Powering Millions of Real-Time Decisions with LyftLearn Serving

Photo of a network by Alina Grubnyak on Unsplash

Hundreds of millions of real-time decisions are made each day at Lyft by online machine learning models. These model-based decisions include price optimization for rides, incentives allocation for drivers, fraud detection, ETA prediction, and innumerable others that impact how riders move and drivers earn.

Making real-time inferences with machine learning (ML) models at scale is complex. The complexity arises across two planes of model serving:

Data Plane: Encompasses steady state entities such as network traffic, CPU/memory consumption, and model inference.
Control Plane: Encompasses moving parts such as (un)deployment, model retraining, model naming and versioning, experimentation, backward compatibility, etc.

Numerous teams at Lyft have use cases for real-time predictions. To support them, we set out to make an easy, fast, and flexible way to serve models online by making the management of the data plane and control plane as streamlined as possible while not hiding them from modelers.

To craft a seamless model serving experience, we had to overcome two sets of technical challenges:

Variety of user requirements: Different teams care about different system requirements, such as extremely tight latency limits (single-digit millisecond), high throughput (>10⁶ RPS), ability to use niche ML libraries, support for continual learning, etc. This leads to a vast operating environment which is technically challenging to create and maintain.
Constraints imposed by our legacy system. We had a monolithic service that was already in-use for serving models. While it satisfied some of the technical challenges it also imposed several constraints. For instance, the monolithic design restricted the libraries and versions that could be used for different models which led to operational problems like unrelated teams blocking each other from deploying and unclear ownership during incidents.

Diagram of LyftLearn Serving requirements

LyftLearn Serving Requirements. The bar width represents the rough span of the model serving requirements.

To address these challenges, we built a key component for our ML platform: LyftLearn Serving. LyftLearn Serving is a robust, performant, and decentralized system for deploying and serving ML models; it can be used by any team at Lyft to easily infer models online through network calls. LyftLearn Serving is closely coupled with our ML development/prototyping environment, LyftLearn.

In the following sections, we describe major components and important design decisions for LyftLearn Serving. Following this deep dive, we share a summary of the key ideas, learnings, and next steps.

LyftLearn Serving — Major Components & Considerations

Microservice Architecture

At Lyft, most software systems are built using the microservices architecture. LyftLearn Serving is no different and leverages the excellent microservices tooling available at Lyft for testing, networking, operational management, and much more.
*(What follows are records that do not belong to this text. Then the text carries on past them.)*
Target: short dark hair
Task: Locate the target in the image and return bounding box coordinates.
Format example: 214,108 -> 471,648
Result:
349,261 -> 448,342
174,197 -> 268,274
The main microservice of LyftLearn Serving is depicted in the following diagram within the bold rectangle:

LyftLearn Serving Microservice and its relationship with other tooling

The LyftLearn Serving runtime consists of:

HTTP Serving Library: The HTTP server interface is mostly powered by Flask. We have some internal fine-tuning on top of open-source Flask to optimize with consideration for the Envoy load balancer and the underlying Gunicorn web server.
Core LyftLearn Serving Library: This library is the crux of the business logic of LyftLearn Serving, housing the various capabilities needed by the customers of the ML platform. This library contains logic for model (un)loading, model versioning, request handling, model shadowing, model monitoring, prediction logging, etc.
Custom ML/Predict Code: This is a flexible Python interface fulfilled by ML modelers that enables them to inject any code during the runtime of LyftLearn Serving. This interface surfaces functions like load and predict function, described in more detail in a following section.
Third-Party ML Library: The majority of ML models use third-party modeling frameworks such as TensorFlow, PyTorch, LightGBM, XGBoost, or a proprietary framework. LyftLearn Serving does not impose any restriction on the framework as long as there is a Python interface for it.
Other components offered by the Lyft microservices architecture: The LyftLearn Serving runtime implements additional interfaces powering metrics, logs, tracing, analytics events, and model monitoring. The LyftLearn Serving runtime sits on top of Lyft’s compute infrastructure which uses the Envoy service mesh and the Kubernetes Scheduler.

Ownership & Isolation

One of the most important features of LyftLearn Serving is providing complete independence to each team in terms of their source code, deploy pipeline, ML library versions, and service runtime. With 40+ teams at Lyft using LyftLearn Serving, not having such isolation would see teams frequently impeding on each other’s progress.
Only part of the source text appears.